Everything else being so “normal” made the new neighbor who moved into the Avila place across the street seem all the odder. He fixed the place up nicely, replacing the rotten porch rail, resealing the windows, even putting on a fresh coat of paint. He did a lot of work in a very short time. Yet, strangely I rarely saw him actually doing the work. He came and went at odd hours, I would often see the headlights of his cars as he pulled out of the driveway on nights when my headaches kept me up, and he didn't seem to talk to anyone.



Never the less I did not think much about him - until one day it began to rain.



It rained hard. After three months of soil-baking drought the rain came all at once and by the third day every one in central Texas could see relief turning to a new kind of disaster. Roads washed out. Rivers over-topped their banks, and low fields, so recently parched by the sun, turned to shallow glassy lakes.



A loud snap ripped through the sound of rain drumming on the roof then the unmistakable rustling crackle of a falling tree, and the final whoompf as it hit the ground.



I dropped the plate I was washing back into a sink overflowing with dirty dishes and wiped the splash off the counter top with a nearby towel before walking to the front door to see what had happened. It had sounded close, very close, and big. I expected to see one of the trees in the front yard lying on the ground but through the rain pouring in sheets off the roof eaves everything looked as it always had, everything I could see anyway.



A few hours later, though dark clouds still threatened, the rain came to a slow drizzling halt. Of course the first thing I did was investigate the fallen tree. I saw it across the street in the yard of the new neighbor I didn't know, a large forked cedar elm, half of which had fallen on his porch and destroyed the decorative rail he just installed. Being a good neighbor, and since he was apparently not home, I quickly went back to my house and got a piece of paper on which to write a note, found a magic marker and penned, “If you need some help cutting this up let me know and I'll bring my chainsaw. I live across the street at number 27.” I wrote my phone number at the bottom and pinned it to one of the branches since the front door was inaccessible.

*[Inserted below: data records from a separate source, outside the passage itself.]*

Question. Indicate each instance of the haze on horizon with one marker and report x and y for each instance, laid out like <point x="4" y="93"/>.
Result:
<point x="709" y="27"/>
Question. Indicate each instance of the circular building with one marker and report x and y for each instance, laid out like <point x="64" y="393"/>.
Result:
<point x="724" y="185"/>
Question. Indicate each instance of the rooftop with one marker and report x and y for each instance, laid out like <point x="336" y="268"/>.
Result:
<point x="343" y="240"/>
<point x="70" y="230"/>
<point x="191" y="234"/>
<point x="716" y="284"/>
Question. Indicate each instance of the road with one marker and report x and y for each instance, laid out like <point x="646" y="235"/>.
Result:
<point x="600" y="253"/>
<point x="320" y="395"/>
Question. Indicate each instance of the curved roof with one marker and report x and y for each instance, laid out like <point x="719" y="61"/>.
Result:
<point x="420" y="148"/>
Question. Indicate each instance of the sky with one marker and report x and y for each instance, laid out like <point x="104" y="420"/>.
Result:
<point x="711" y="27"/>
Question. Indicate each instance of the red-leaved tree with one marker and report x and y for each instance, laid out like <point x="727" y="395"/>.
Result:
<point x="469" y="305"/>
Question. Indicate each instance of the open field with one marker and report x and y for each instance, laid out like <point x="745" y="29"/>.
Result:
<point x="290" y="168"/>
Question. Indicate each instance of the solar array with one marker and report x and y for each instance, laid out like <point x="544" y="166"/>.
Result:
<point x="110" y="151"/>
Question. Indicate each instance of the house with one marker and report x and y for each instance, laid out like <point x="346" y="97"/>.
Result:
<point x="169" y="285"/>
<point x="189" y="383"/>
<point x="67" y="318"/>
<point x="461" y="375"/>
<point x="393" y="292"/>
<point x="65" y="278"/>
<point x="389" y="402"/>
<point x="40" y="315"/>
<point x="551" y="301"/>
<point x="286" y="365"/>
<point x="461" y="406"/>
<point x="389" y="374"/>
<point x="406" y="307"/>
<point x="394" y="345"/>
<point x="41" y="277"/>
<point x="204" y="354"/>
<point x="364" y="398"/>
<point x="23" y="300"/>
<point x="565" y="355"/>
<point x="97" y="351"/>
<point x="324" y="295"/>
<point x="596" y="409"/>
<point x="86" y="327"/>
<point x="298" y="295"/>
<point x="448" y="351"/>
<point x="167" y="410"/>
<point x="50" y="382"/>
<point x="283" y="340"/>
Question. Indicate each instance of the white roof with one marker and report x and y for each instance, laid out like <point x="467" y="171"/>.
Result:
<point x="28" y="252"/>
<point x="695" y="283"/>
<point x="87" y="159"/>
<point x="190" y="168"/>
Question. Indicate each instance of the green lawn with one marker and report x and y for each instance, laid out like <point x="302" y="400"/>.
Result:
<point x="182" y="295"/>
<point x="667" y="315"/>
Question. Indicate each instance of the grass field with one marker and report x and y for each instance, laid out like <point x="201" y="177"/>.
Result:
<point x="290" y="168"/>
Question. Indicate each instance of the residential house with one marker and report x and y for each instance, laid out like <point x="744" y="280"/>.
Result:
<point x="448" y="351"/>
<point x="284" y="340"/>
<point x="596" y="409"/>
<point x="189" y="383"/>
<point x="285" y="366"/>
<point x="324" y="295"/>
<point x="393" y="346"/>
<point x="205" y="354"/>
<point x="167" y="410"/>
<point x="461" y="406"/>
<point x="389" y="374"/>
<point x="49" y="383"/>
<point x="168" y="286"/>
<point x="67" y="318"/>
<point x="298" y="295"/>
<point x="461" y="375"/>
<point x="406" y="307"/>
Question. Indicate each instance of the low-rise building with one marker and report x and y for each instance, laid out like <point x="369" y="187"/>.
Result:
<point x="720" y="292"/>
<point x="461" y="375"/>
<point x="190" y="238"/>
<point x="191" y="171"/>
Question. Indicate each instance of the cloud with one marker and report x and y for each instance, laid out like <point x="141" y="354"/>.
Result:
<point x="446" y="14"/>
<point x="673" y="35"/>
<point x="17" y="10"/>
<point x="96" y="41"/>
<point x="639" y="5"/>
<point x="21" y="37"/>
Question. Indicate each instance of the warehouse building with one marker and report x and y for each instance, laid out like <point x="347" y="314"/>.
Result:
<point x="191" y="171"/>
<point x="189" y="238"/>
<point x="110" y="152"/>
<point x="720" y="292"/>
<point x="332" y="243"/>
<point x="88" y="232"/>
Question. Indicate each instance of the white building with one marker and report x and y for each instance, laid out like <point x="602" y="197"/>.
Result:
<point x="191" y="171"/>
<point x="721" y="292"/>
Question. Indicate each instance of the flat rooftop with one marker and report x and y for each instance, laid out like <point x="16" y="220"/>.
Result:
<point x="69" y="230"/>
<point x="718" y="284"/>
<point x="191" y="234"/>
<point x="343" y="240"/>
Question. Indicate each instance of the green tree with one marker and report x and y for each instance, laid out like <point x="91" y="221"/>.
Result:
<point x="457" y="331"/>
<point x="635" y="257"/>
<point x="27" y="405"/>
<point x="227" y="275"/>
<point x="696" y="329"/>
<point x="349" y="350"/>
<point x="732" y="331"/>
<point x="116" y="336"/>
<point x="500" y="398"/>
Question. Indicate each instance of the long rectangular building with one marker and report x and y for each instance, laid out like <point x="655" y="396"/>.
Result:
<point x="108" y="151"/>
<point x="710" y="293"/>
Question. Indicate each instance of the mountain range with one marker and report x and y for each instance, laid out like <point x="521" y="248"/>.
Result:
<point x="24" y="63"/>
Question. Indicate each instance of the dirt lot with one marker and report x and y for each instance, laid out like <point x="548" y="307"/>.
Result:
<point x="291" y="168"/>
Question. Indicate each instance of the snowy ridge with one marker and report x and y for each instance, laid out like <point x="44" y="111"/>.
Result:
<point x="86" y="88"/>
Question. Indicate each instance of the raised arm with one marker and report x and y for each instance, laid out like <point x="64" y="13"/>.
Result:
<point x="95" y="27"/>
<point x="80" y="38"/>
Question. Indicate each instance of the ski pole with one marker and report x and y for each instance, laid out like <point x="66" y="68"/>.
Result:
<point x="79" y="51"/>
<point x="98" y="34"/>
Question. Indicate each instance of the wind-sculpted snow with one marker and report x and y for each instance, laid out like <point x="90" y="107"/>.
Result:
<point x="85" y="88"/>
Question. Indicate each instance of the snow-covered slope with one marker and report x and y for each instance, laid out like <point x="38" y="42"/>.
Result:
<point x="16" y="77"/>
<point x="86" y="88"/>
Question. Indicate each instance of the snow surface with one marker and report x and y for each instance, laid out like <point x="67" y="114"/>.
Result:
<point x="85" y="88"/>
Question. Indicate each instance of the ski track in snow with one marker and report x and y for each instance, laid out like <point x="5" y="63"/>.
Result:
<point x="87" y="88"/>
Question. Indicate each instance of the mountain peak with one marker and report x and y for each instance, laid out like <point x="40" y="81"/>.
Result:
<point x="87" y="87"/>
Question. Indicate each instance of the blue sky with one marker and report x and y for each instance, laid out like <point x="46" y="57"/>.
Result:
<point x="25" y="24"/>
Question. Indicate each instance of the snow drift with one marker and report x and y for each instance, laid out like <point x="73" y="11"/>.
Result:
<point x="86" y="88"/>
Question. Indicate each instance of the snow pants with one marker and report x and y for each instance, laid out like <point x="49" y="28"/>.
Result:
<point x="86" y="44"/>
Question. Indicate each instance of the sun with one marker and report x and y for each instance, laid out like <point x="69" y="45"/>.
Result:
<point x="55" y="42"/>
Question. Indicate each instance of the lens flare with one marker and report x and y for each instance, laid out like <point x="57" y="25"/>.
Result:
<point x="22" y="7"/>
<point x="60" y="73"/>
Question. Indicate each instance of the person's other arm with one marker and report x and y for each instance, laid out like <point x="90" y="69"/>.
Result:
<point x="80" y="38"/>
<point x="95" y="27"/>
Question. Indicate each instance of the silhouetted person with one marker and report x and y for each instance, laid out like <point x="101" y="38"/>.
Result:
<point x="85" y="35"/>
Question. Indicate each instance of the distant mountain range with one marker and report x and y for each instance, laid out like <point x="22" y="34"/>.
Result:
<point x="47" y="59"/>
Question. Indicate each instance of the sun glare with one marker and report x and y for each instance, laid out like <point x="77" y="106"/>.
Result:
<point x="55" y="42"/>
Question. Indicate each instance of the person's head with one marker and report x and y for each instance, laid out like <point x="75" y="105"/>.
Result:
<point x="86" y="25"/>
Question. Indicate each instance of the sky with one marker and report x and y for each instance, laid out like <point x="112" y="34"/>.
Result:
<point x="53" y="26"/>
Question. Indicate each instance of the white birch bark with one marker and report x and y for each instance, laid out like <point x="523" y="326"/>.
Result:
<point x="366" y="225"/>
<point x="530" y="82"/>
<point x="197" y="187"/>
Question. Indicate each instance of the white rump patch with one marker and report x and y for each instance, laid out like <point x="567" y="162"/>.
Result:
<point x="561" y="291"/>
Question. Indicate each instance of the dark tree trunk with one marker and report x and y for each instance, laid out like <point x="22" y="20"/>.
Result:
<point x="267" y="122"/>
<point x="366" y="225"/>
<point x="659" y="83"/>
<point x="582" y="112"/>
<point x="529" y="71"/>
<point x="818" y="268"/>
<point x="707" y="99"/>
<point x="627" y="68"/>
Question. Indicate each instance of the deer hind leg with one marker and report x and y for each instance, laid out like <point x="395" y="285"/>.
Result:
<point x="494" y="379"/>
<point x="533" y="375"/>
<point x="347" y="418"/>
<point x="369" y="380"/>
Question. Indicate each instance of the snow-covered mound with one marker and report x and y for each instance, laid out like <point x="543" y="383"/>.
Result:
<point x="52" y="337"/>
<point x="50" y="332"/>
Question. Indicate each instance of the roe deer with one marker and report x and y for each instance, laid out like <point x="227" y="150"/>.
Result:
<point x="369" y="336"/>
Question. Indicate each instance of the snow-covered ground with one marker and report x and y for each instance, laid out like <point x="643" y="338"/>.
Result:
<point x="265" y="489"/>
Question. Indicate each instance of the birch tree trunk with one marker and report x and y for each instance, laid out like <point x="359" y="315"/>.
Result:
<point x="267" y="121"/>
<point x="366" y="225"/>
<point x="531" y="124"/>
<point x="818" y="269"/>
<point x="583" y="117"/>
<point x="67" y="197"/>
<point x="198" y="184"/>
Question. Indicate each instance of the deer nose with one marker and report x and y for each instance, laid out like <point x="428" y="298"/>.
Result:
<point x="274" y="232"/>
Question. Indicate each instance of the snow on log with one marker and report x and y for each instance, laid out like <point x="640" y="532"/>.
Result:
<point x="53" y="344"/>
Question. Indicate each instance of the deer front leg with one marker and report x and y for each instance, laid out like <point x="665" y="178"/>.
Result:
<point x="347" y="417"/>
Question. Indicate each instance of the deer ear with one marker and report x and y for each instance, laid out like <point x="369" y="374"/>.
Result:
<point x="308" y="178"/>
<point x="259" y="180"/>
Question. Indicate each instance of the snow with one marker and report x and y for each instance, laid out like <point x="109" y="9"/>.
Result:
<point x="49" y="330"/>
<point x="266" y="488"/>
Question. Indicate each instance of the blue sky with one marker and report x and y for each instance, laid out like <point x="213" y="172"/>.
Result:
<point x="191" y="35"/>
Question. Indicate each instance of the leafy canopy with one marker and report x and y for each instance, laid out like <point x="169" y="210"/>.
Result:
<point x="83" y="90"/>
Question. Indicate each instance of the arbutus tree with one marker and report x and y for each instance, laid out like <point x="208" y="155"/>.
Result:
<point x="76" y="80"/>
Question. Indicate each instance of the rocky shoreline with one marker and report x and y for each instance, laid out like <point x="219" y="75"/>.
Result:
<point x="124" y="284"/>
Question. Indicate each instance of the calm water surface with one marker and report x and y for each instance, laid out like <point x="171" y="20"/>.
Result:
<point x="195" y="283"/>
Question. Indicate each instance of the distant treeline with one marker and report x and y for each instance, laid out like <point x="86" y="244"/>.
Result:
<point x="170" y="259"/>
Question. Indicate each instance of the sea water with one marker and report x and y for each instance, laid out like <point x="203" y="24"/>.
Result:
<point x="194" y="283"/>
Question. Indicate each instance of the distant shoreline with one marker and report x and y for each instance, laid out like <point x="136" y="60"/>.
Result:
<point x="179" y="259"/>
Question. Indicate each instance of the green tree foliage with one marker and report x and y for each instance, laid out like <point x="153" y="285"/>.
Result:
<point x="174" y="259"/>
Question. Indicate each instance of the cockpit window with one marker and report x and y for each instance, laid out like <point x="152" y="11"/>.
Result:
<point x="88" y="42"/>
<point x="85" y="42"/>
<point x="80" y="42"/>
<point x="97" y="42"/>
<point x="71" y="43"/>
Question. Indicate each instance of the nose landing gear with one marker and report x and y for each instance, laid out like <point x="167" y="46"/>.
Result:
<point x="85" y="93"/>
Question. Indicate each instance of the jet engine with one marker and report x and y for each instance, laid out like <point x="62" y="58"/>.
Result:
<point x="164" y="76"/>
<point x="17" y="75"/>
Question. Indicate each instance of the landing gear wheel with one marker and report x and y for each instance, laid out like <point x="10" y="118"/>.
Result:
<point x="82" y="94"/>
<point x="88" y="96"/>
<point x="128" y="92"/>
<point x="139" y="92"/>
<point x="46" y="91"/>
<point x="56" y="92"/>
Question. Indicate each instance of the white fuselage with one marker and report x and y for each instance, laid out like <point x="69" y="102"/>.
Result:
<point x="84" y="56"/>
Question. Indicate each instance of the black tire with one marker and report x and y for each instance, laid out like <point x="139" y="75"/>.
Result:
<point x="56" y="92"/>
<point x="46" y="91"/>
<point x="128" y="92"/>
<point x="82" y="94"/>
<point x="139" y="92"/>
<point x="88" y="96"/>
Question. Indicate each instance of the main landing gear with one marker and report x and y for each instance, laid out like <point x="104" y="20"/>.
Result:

Over a week passed and I heard nothing.



I thought surely by then my neighborly gesture would have elicited some response. But strangely, no, not only had he not called me, he failed to do anything about the tree lying on his porch even though he had been home every day. I know because the note I left pinned to the foremost branch of the fallen tree was gone, what's more, I had seen his car parked in the driveway. I had the impression worked nights because he was never out in the day time but occasionally I saw him pull out of his driveway late at night.



You'd have thought he'd be glad to have an offer like mine. In many neighborhoods new people aren't so easily accepted, especially men living alone. I should know since I was in the same boat. When I moved there a years before people did not talk to me nor did they even wave good morning when I would see them retrieving their newspapers as I sat on the porch, even the ones I saw everyday. Some of them I did see everyday, day after day, month after month. My chronic trouble sleeping gave me the opportunity to see what was happening up and down the street both day and night. I saw their children growing up. I saw when they mowed their lawns. I saw when Harold Mayweather got his promotion and had to start wearing a suit to work. I saw when Molly Johnson had her baby. I saw when old Mrs. Avilar left her home for the last time in a county ambulance.



I gave them all hearty “Good Mornings.” I made small talk when I saw them in the street. I attended community events. For those that were less social I learned who they were from the lettering on their mailboxes so I could call them by name. And gradually I made friends of them.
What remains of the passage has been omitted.